A report published in mid-February by Richardson Wealth Ltd. cautioned that thematic ETFs may be contributing to mispricing. Thematic ETFs accounted for 25% of all U.S. equity ETF flows so far this year, despite comprising only a fraction of the overall US$4.6-trillion market.
“When you factor in this secular change to the market participant mix, combined with the sizable inflows into thematic ETFs — which are comprised of many companies that are not very liquid or widely held — it’s likely that there is lots of mispricing going on,” the Richardson report stated.
DeRoche said the early months of 2021 could prove to be the “high-water mark” for retail participation as people return to spending their marginal dollars on entertainment and other things they’ve been denied during lockdowns.
Art Johnson, portfolio manager and co-founder with SmartBe, likened the current retail frenzy to 1999, when online trading platforms were new and everyone was making money. More than a few of Johnson’s friends have been sharing their adventures in options trading this year, he said.

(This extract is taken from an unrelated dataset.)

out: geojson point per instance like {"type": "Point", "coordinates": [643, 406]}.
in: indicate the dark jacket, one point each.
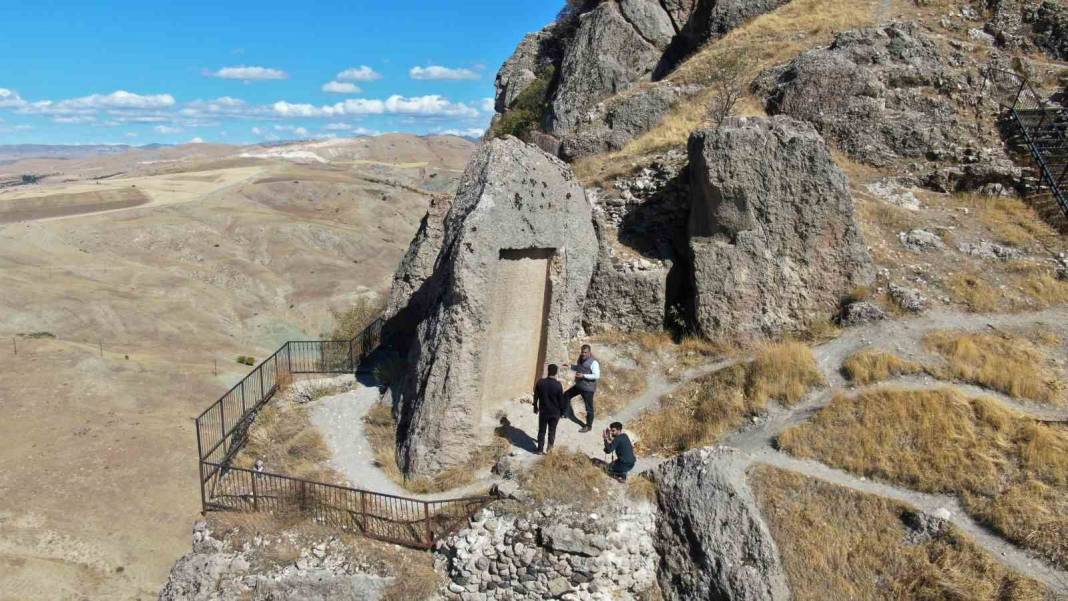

“For years, that kind of mania — self-directed, ‘I can do it myself’ — had left the market after the tech crash and then the 2008 crash,” Johnson said. “And now it’s come back in full force. It shows a new generation is coming back in and [testing] the old lessons.”
Johnson is not convinced the retail investors will last as trading becomes less fun when they begin losing money. In the meantime, financial advisors are in a difficult position.
“As an advisor, you’re kind of damned all the way around,” Johnson said. “If you tell [clients] not to do it and the stock goes up, you’re the biggest jerk in the world. It’s just a very difficult time.”